Besides exfiltrating our technology and running influence campaigns during 2024 and beyond, China will employ operatives to target, find and “repress” anti-regime opponents living and speaking out in America.
Those operatives will use “physical assault, threats, harassment and defamation, rendition” — kidnapping out of the country — “to suppress oppositional voices,” the threat assessment says.
China will be the most aggressive actor in that kind of activity, the assessment declares, adding this surprising tidbit without much elaboration: “Beijing has used a small number of secret, unsanctioned ‘police stations’ in the United States to identify, monitor, and harass dissidents. Its global ‘Operation Fox Hunt’ has sought the extradition of Chinese dissidents under false legal pretenses” so they can be kidnapped and dealt with.
What better way to staff those secret police stations and accomplish its other missions than by moving all the operatives necessary into America over its wide-open southern border?
There is no less risky way in.
China is sending them in because, like the millions of other nationalities coming in from all over the world, its apparatchiks well know Biden’s Border Patrol will quickly process almost all of them into the country on their own recognizance to later claim asylum and sink roots into American society for years with almost no questioning or vetting at the border to discern past service in China’s military and intelligence services.
For Chinese spies and government operatives, border crossings offer far less chance of detection than do student-visa-application processes, which take place in a US consulate or embassy in China and supposedly require face-to-face interviews and intelligence-database searches.
In April, the Biden DHS drastically reduced the number of interview questions Border Patrol agents have to ask Chinese illegal immigrants, from 40 to just five.
Why eliminate even this thin membrane of border vetting?
To avoid large backups of humanity at the border that news video drones can capture and speed up flows to US interior cities.
Many are no doubt regular economic immigrants hoping to live in America, land of the free.
But China would be stupid not to put spies into this almost-unregulated flow, and the spymasters are not stupid.
They are patient, willing to invest in long-term outcomes in lengths of time that certainly match five-year asylum-claim backlogs.

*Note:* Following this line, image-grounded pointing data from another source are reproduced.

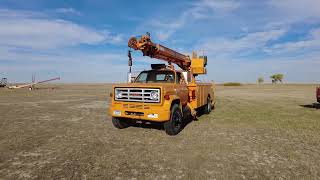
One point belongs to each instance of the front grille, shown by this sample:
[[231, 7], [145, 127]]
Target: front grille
[[136, 95]]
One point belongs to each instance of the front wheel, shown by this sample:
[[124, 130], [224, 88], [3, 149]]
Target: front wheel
[[174, 125], [120, 123]]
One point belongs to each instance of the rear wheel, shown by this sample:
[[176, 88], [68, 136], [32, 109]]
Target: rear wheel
[[120, 123], [174, 125], [208, 106]]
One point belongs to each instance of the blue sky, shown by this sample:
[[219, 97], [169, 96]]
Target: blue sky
[[86, 40]]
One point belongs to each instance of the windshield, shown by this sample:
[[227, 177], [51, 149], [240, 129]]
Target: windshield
[[155, 76]]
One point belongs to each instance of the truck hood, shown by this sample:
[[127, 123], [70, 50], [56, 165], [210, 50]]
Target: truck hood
[[142, 85]]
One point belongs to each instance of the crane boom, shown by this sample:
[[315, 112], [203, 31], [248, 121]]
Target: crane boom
[[158, 51]]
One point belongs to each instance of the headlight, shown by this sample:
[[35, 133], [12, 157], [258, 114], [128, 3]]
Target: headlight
[[118, 94], [154, 95]]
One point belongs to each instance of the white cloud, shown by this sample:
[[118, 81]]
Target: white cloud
[[235, 46], [218, 6], [310, 44], [28, 30], [296, 10], [199, 10], [68, 11]]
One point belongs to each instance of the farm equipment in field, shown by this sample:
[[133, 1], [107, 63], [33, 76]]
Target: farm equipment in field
[[3, 82], [162, 94]]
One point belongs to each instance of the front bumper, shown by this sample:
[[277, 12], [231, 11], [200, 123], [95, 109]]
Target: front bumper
[[140, 111]]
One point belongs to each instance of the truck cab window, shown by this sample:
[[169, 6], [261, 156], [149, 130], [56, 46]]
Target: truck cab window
[[155, 76], [180, 79]]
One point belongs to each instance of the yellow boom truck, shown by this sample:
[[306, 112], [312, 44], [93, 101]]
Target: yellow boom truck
[[162, 94]]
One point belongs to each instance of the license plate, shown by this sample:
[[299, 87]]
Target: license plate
[[118, 113]]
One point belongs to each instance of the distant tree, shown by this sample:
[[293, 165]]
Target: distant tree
[[260, 80], [277, 78]]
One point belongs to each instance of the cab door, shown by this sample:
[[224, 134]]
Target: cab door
[[181, 88]]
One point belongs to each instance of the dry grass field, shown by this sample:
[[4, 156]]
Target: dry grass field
[[255, 132]]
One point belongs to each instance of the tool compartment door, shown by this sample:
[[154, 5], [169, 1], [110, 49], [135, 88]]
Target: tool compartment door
[[203, 91]]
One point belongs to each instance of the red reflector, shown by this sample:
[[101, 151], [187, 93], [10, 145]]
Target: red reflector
[[167, 97], [193, 94]]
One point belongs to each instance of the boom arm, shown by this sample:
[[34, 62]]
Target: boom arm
[[158, 51]]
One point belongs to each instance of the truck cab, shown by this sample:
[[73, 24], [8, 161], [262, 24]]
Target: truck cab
[[157, 95]]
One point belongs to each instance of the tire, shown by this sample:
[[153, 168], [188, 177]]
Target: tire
[[174, 125], [208, 106], [120, 123]]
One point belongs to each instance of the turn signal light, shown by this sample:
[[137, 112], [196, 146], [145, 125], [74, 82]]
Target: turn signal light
[[167, 97], [193, 95]]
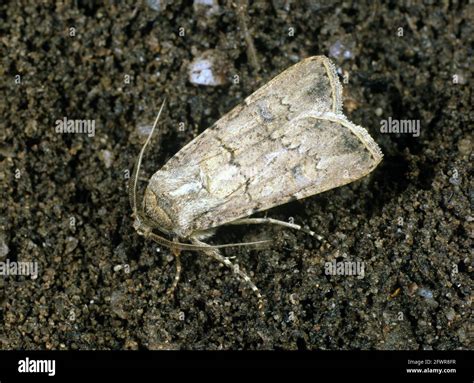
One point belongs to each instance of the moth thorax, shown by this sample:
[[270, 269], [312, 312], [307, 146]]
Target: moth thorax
[[155, 212]]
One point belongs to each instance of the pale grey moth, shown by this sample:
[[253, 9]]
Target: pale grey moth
[[288, 140]]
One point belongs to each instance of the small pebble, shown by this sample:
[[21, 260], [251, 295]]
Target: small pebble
[[425, 293], [4, 250], [107, 157], [71, 244], [207, 69]]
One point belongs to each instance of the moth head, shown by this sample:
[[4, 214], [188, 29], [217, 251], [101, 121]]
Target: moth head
[[155, 212]]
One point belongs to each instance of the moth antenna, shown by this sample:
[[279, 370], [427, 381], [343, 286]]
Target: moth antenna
[[186, 246], [136, 169]]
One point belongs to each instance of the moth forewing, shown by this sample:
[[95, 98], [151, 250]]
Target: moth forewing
[[288, 140]]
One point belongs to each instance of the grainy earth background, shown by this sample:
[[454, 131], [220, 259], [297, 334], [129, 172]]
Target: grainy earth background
[[64, 196]]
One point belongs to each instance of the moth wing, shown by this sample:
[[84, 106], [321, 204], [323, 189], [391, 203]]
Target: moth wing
[[287, 141]]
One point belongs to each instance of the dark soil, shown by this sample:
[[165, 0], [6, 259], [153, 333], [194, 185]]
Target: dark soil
[[65, 203]]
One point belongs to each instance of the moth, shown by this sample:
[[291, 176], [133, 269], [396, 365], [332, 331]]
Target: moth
[[287, 141]]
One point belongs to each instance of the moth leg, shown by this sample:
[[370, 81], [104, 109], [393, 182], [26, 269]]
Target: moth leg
[[176, 252], [215, 254], [255, 221]]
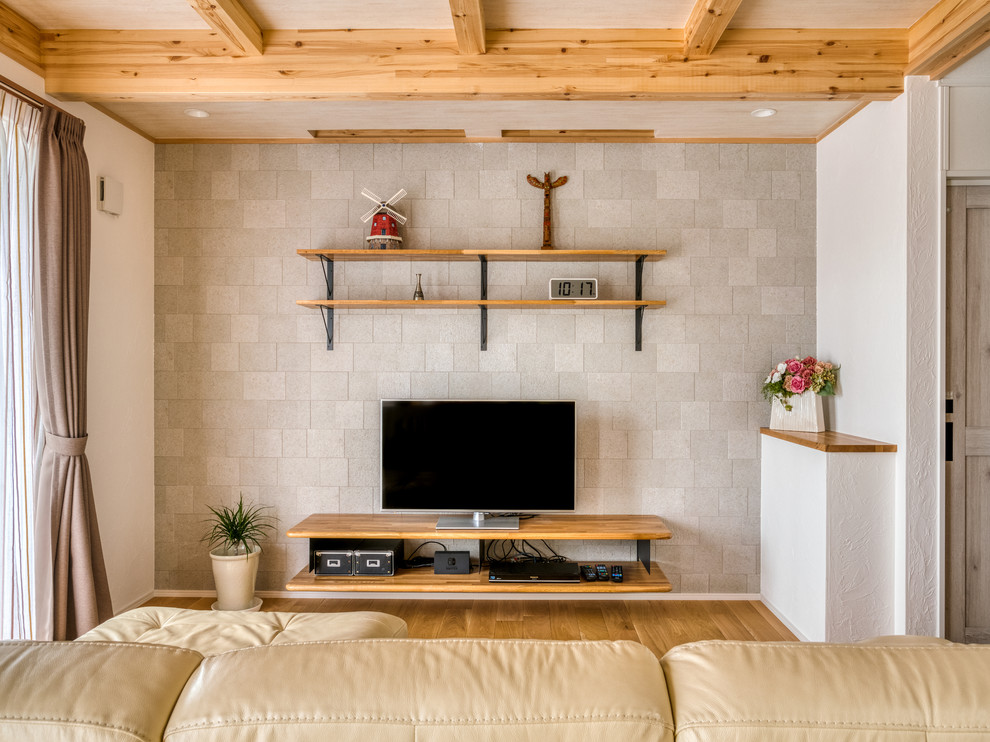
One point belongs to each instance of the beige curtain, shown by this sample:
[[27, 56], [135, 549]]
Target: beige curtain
[[18, 400], [81, 593]]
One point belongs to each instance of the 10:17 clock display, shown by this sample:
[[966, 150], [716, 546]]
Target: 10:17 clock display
[[573, 288]]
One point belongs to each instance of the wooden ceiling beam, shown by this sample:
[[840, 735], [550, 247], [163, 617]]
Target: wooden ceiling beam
[[947, 35], [545, 64], [706, 24], [20, 40], [229, 19], [469, 25]]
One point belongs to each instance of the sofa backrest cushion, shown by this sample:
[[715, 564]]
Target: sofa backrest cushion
[[212, 632], [89, 690], [798, 691], [429, 691]]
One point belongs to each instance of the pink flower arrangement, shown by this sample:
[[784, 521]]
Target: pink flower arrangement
[[795, 376]]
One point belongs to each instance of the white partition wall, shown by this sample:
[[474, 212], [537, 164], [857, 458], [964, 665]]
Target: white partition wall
[[827, 535]]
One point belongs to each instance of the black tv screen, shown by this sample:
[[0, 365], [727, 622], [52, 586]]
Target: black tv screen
[[478, 456]]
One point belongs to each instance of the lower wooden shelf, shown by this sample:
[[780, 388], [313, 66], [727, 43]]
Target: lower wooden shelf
[[636, 580]]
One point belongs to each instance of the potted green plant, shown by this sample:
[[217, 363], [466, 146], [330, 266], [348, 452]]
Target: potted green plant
[[234, 540]]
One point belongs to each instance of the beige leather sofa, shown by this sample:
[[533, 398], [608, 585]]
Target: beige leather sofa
[[538, 691]]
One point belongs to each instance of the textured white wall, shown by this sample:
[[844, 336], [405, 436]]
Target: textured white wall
[[793, 544]]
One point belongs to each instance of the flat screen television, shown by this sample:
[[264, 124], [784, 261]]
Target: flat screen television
[[478, 457]]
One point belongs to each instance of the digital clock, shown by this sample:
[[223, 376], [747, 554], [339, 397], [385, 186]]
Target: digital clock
[[573, 288]]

The many Chinese immigrants I have met on the trail in Mexico are among the best equipped, best dressed, most thoroughly coached on what to say and knowledgeable about trail travel.
Some are quite well educated.
Their spies are certainly trained well enough to get through five questions at the border.43
Then, as time passes, they will no doubt enroll in top universities, nab gigs at top research institutions, join the US military posing as anti-Communists and enter federal-government service.
It may take a long time for US counterintelligence to discover the ones who came in over the border.
By then, because of Team Biden’s extreme national-security mismanagement, the damage will already have been done.
Todd Bensman is a senior national-security fellow at the Center for Immigration Studies.